3M Test & Measurement Systems has announced that Heathrow Airports Limited (HAL) has begun using its advanced iD Ball Marker System to accurately pinpoint the exact location of the many underground services buried beneath Heathrow Airport.
The system is enabling HAL to dramatically reduce the time, cost and errors associated with carrying out work on underground services, as well as helping the company to comply with its strict health and safety standards.
The system uses RFiD technology to record and find underground power systems, water, fuel pipes and communications networks. Although HAL already knew the approximate location of most of these, the new 3M system enables them to find the precise spot, rapidly and efficiently. This is important to HAL, especially considering the particular challenges involved in airport engineering and maintenance.

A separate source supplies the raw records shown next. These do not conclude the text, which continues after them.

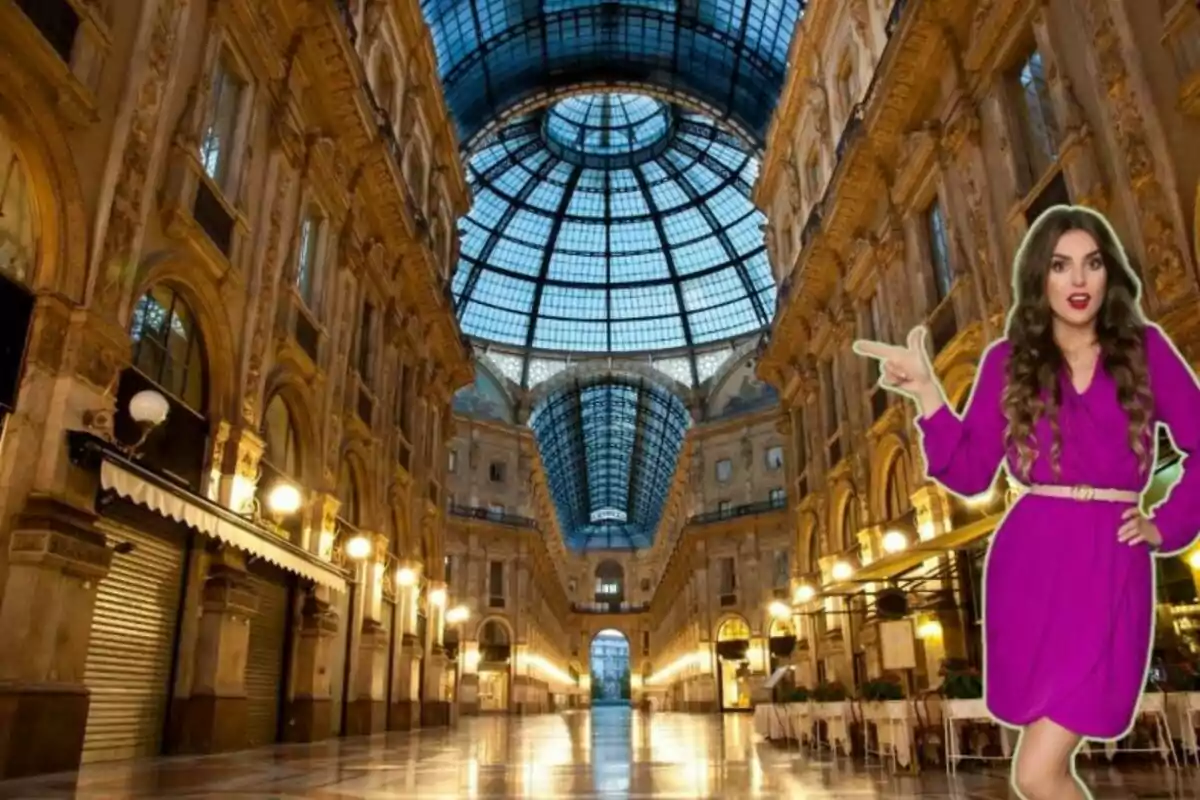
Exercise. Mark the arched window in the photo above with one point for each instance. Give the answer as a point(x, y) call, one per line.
point(385, 90)
point(18, 245)
point(282, 446)
point(610, 582)
point(167, 348)
point(168, 356)
point(849, 522)
point(898, 488)
point(348, 494)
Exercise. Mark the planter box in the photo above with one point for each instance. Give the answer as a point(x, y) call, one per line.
point(886, 710)
point(973, 709)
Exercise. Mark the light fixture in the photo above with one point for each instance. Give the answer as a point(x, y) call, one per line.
point(929, 630)
point(894, 541)
point(149, 408)
point(358, 548)
point(283, 499)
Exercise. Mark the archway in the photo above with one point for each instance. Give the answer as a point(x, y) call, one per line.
point(733, 663)
point(611, 678)
point(495, 657)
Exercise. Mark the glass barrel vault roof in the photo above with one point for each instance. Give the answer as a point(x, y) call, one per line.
point(725, 54)
point(610, 450)
point(612, 224)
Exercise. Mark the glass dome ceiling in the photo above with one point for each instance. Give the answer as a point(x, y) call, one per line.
point(612, 223)
point(610, 450)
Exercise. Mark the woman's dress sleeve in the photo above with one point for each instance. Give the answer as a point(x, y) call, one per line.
point(1177, 405)
point(964, 453)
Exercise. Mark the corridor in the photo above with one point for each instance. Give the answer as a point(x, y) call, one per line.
point(607, 753)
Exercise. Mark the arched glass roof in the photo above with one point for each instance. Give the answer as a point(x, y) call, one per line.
point(612, 223)
point(727, 54)
point(610, 450)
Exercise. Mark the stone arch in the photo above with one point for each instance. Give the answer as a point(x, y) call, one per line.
point(725, 619)
point(357, 458)
point(213, 323)
point(600, 368)
point(891, 453)
point(495, 619)
point(843, 511)
point(61, 221)
point(292, 389)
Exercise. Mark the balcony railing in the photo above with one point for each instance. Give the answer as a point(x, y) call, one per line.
point(605, 607)
point(499, 517)
point(748, 510)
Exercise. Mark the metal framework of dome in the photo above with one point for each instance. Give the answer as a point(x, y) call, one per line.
point(727, 55)
point(610, 449)
point(612, 223)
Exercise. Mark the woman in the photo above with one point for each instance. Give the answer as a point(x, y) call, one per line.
point(1068, 401)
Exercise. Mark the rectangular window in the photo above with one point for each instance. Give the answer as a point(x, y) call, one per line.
point(829, 397)
point(496, 582)
point(306, 264)
point(216, 143)
point(783, 569)
point(1036, 109)
point(366, 323)
point(939, 250)
point(727, 581)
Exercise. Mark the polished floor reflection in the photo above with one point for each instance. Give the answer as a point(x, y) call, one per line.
point(612, 752)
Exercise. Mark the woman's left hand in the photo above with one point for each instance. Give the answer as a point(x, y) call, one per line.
point(1137, 529)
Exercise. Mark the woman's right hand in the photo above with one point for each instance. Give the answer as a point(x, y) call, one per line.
point(905, 370)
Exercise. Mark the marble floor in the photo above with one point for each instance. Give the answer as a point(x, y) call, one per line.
point(609, 753)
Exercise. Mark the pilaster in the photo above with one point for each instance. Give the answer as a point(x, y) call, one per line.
point(55, 560)
point(213, 717)
point(311, 703)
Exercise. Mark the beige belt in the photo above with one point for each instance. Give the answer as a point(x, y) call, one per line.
point(1085, 493)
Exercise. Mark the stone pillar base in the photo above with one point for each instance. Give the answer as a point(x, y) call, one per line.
point(205, 723)
point(405, 715)
point(365, 716)
point(436, 714)
point(41, 728)
point(309, 720)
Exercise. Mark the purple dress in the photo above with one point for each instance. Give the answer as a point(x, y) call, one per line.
point(1068, 609)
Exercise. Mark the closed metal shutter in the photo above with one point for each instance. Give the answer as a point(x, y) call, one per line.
point(132, 643)
point(264, 662)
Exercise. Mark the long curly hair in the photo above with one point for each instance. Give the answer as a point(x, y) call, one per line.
point(1033, 389)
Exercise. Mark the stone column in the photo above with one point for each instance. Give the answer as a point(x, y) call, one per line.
point(309, 713)
point(369, 709)
point(321, 529)
point(406, 707)
point(213, 717)
point(435, 703)
point(55, 559)
point(237, 475)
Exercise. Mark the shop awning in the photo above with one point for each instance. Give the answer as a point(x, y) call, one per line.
point(199, 513)
point(897, 563)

For example, runway digging can only be carried out during the night when aircraft are not flying. Not only does this mean that work needs to be completed very quickly, contractors have the added problem of working in the dark, so finding the right manhole cover first time, rather than having to try a number of them, is both faster and more cost-effective. Due to the amount of construction work taking place at Heathrow, services are often installed on a temporary basis and may be moved several times. Health and safety issues include avoidance of digging within a three metre radius of any fuel pipe. The 3M system helps contractors to avoid this happening.
Says Andrew Rhoades, Head of Service Protection, HAL (Heathrow), “The 3M system means we can plan work more effectively. We save time and money, as well as managing risk. I anticipate a rapid return-on-investment.” Andrew has estimated that the cost of installing each 3M location marker is £13-15 per service pit, compared to £100 for each incorrectly lifted manhole cover.
How the system works
The theory behind the ball marker system is simple: ID markers – plastic balls, containing fluid and a passive sensor – are inserted when cables or pipes are being installed. Each particular joint or junction might have an individual marker. The iD markers can be programmed to include specific information, such as type of application, depth, placement date, joint type and other useful details. The data is written to the marker ball using the 3M™ Dynatel™ 1420E or 2200ME-iD Series Locator, a handheld, battery-powered device, which can store records for up to 100 marker balls. This data can then be forwarded to a computer system.
When further work needs to be carried out, the same handheld locator is used to send a radio signal tuned to the ball marker associated with that particular utility – for example, gas, water or electricity – and the ball marker not only sends back confirmation of its exact location, but also the additional data stored.
The potential benefits of the 3M iD Ball Marker System have been further enhanced by a solution developed by RFiD specialist, Key2iD, which has developed middleware that links the 3M system to GIS and other systems. In the case of HAL, data about the exact co-ordinates of the marker balls is programmed into the markers direct, and this data can then be uploaded to the company’s CAD and GIS systems after the installation stage. HAL use this data to update their CAD drawings, ensuring that information is always up-to-date.
3M is a $32 billion diversified technology company with leading positions in consumer and office; display and graphics; electronics and telecommunications; health care; industrial; safety, security and protection services; transportation and other businesses. Headquartered in St. Paul Minnesota, the company has operations in more than 60 countries and serves customers in nearly 200 countries. 3M, which marked its 110th anniversary in 2012, is one of the 30 stocks that make up the Dow Jones Industrial Average and also is a component of the Standard & Poor’s 500 Index.